DALLAS - First. the Justice Department filed suit to stop it. Then the Federal Communications Commission moved to block it. In the end, AT&T this week officially ended its $39 billion effort to take over T-Mobile, signaling a stronger stand on antitrust oversight by the Obama administration than its predecessor.

To Amalia Deloney, grassroots policy director for the Center for Media Justice, there's more to it.

"The more exciting news is what led to it, which is really a massive groundswell of people from all across the country, saying that this wasn't in consumers' interests or community members' interests."

AT&T wanted T-Mobile's cellular airways - or spectrum - and in its statement said the acquisition would have "offered an interim solution to ... spectrum shortage."

T-Mobile's parent company, Deutsche Telekom, walks away with a $4 billion consolation prize, a "break-up fee" that was inserted in the original deal.

Parul Desai, communications policy counsel for Consumers Union, says Washington-based lobbying against the deal was aided by a groundswell of public opinion.

"I think that the opposition was significant, in that it pointed out that the facts really were against the merger and it was easy to point that out."

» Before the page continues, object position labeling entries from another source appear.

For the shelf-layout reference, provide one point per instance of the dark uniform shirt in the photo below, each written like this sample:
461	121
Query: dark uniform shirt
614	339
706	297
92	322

As Deloney and other community and consumer groups talked with people about the movement to stop the merger, she says, they heard three things repeatedly:

"They knew of absolutely no merger in their lifetime that had led to the creation of jobs, they understood very clearly that there was nothing good about a monopoly, and they know that AT&T has no decent track record working with communities."

In a statement, a Justice Department official said, "Had AT&T acquired T-Mobile, consumers in the wireless marketplace would have faced higher prices and reduced innovation."